Alongside the captivating performances taking place throughout 2020, the Centennial strikes a deeply personal chord for faculty and students alike. For Professor of Piano Andrew Cooperstock, the historic event calls on all who have been touched by the college to reflect upon the progress made through the decades.
“Over the past century the College of Music has become an institution beloved by the Boulder community and one which has connected us not only locally but also internationally,” Cooperstock explains.
For College of Music student Amelia Lindsey, the Centennial is an invitation to appreciate the lush musical history of her college.
“One-hundred years is hard to conceptualize,” Lindsey muses. “The world was so different in 1920. So it really speaks to the value that people place on music and the furthering of music and learning and participating in it.

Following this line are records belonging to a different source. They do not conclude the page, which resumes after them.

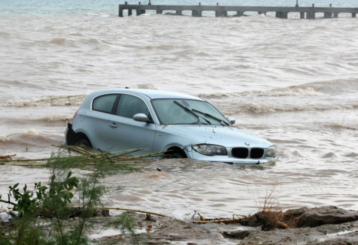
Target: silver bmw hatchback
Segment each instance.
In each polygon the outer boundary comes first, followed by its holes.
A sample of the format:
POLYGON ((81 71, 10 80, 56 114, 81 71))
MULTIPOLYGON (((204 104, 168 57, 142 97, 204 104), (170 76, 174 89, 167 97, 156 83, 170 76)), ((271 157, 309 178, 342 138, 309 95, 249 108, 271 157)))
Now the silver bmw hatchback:
POLYGON ((91 93, 67 123, 66 143, 108 152, 145 148, 144 155, 168 150, 164 157, 232 164, 276 161, 275 146, 236 128, 207 101, 191 95, 146 89, 91 93))

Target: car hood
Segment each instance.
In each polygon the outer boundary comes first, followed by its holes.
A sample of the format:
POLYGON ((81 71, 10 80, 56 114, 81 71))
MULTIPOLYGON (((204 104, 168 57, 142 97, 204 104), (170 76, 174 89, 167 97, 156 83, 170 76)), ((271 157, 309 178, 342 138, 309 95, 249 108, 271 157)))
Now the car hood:
POLYGON ((228 147, 267 148, 273 144, 255 134, 234 127, 202 125, 168 125, 163 129, 196 140, 197 144, 219 145, 228 147), (246 145, 245 143, 249 144, 246 145))

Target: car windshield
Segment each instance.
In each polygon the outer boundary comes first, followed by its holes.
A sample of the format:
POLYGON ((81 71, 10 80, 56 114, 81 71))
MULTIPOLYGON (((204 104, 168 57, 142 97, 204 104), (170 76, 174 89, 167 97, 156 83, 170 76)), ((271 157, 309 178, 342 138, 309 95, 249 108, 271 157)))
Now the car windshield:
POLYGON ((162 124, 203 124, 230 125, 227 119, 209 103, 180 98, 152 101, 162 124))

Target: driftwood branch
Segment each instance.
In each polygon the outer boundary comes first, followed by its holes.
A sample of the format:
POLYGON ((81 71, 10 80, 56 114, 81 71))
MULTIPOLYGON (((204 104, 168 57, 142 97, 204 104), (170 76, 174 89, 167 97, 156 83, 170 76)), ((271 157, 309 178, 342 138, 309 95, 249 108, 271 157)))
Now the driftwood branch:
POLYGON ((248 221, 250 217, 243 217, 237 219, 226 219, 220 220, 205 220, 205 221, 194 221, 193 223, 195 224, 205 224, 206 223, 239 223, 244 221, 248 221))
POLYGON ((63 96, 62 97, 56 97, 55 98, 44 98, 43 99, 39 99, 38 100, 36 100, 35 102, 40 102, 40 101, 45 101, 47 100, 53 100, 53 99, 58 99, 60 98, 67 98, 70 99, 70 98, 71 97, 77 97, 77 96, 81 96, 83 95, 70 95, 69 96, 63 96))

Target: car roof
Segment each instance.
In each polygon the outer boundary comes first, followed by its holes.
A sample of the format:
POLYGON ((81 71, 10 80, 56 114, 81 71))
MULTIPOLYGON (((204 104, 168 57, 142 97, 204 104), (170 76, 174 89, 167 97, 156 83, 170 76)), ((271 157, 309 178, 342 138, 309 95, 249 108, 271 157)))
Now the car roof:
POLYGON ((130 93, 134 92, 133 94, 140 93, 149 97, 151 99, 155 98, 184 98, 187 99, 196 99, 198 100, 203 100, 199 97, 192 95, 187 95, 181 93, 173 92, 171 91, 165 91, 163 90, 156 90, 153 89, 109 89, 102 90, 101 94, 107 94, 109 93, 130 93))

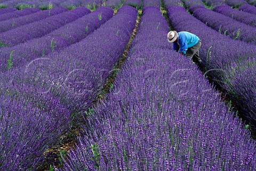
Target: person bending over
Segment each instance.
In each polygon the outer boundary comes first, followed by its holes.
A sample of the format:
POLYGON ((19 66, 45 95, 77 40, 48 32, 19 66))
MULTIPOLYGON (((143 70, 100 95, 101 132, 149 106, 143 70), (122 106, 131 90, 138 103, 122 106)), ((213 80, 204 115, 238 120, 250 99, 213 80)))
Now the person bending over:
POLYGON ((200 63, 199 49, 201 40, 196 35, 187 31, 171 31, 167 35, 168 42, 173 43, 173 50, 185 55, 196 63, 200 63))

“Music as a concept is so cool because the study of music is focused on things that happened a long time ago—we study composers, pieces, etc. from centuries ago and still find them massively valuable. Music is a part of who we are, regardless of what decade it is. It’s neat to consider how people 100 years ago believed so much in the power of music (enough to start a school), and now here I am thinking the same thing,” Lindsey says. “It makes me feel so connected. And, in 100 more years, people will think the same thing. It’s special to be a part of it.”
Centennial celebrations will continue through the spring and into the fall. A special exhibit will come to the Boulder Museum in the fall; the Symphony Orchestra is also preparing for the premiere of a specially commissioned piece for the Centennial. However, one of the most exciting moments that both students and faculty are looking forward to is the September grand re-opening and re-dedication of the expanded south wing of the Imig Music Building.
By celebrating the past century of delightful and essential music-making, faculty and students are opening up a window into the future. “The quality of our instruction and programming has never been better, and with the opening of our new building in Fall 2020 to coincide with the college’s Centennial, we are poised for an even brighter future,” Cooperstock says.